We first tested which DNA sequences inserted into the TRAC locus would enhance T cell expansion upon in vitro stimulation. Following anti-CD3/CD28 stimulation, we observed a striking enrichment of constructs encoding various synthetic versions of the Fas receptor (Figure 3B). Fas is a TNF super family surface receptor that mediates apoptosis through interactions with its ligand, FASL (Strasser et al., 2009). The pooled knock-in screens confirmed the functional effects of a recently described truncated Fas receptor (Yamamoto et al., 2019) included as a positive control, and also identified novel synthetic Fas switch receptors, including one with a 4–1BB intracellular domain, that also promoted T cell fitness in stimulated conditions (Figure 3B). In contrast, a truncated CTLA4 protein decreased T cell fitness in the same conditions across four donors, likely due to competition for CD28 co-stimulatory signaling (Figure 3B). These data established a flexible discovery platform to identify synthetic knock-in programs that promote selectable T cell phenotypes.

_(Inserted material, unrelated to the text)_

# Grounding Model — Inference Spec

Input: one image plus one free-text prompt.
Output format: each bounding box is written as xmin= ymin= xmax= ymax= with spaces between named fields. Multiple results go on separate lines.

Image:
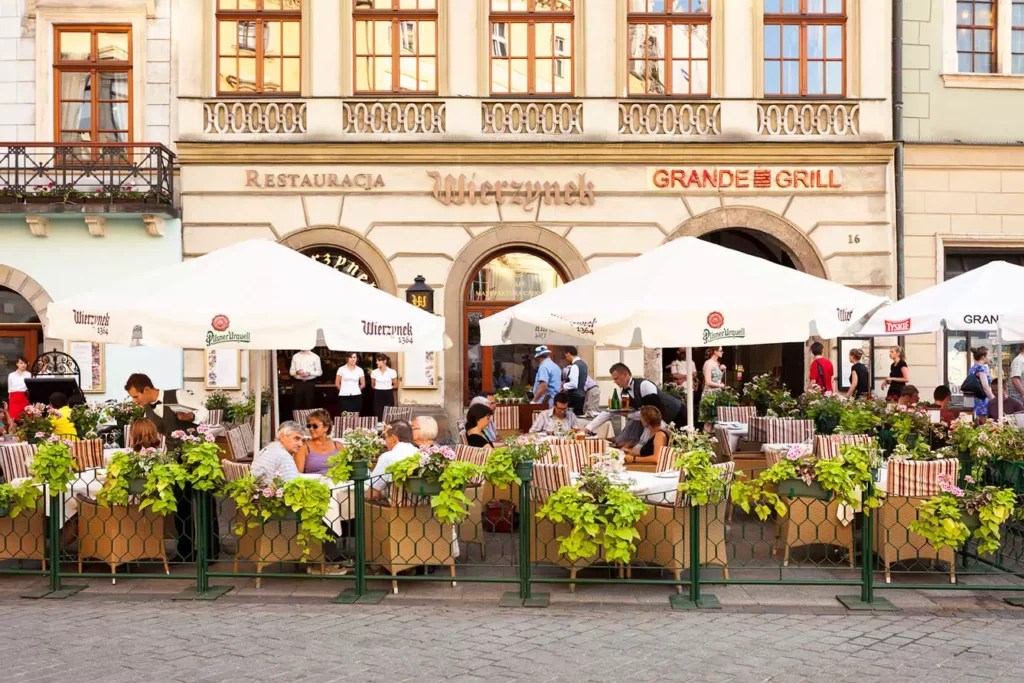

Effective adoptive T cell therapies for cancer must function even in immunosuppressive environments. To identify gene modifications that enhance T cell fitness upon various challenges, we repeated the pooled screen in diverse in vitro conditions designed to mimic aspects of tumor micro-environments (Figure 3C and Figure S4A–D). With excessive stimulation, which partially mirrors antigenic abundance in tumor environments, the transcription factor TCF7 (encoding the protein TCF1) slightly increased cell abundance, although this effect did not reach statistical significance (Figure S4B). TCR stimulation without anti-CD28 co-stimulation selected for various chimeric receptors with intracellular CD28 domains such as TIM3-CD28 and CTLA4-CD28 (Figure S4C). Finally, addition of the immunosuppressive cytokine TGFβ1 gave cells expressing engineered TGFβR receptors a selective fitness advantage, including both a previously described truncated TGFβR2 receptor (Gorelik and Flavell, 2000; Kim et al., 2017; Kloss et al., 2018) included as a positive control and a novel chimeric TGFβR2–41BB receptor (Figure 3D and Figure S4D–E). The results of these pooled targeted knock-in screens were reproducible across multiple biological replicates, technical replicates, sorting conditions and pooling conditions (Figure S4F–H). These data from pooled knock-in screens highlight condition-specific functional enhancements conferred by synthetic proteins or forced expression of key regulators.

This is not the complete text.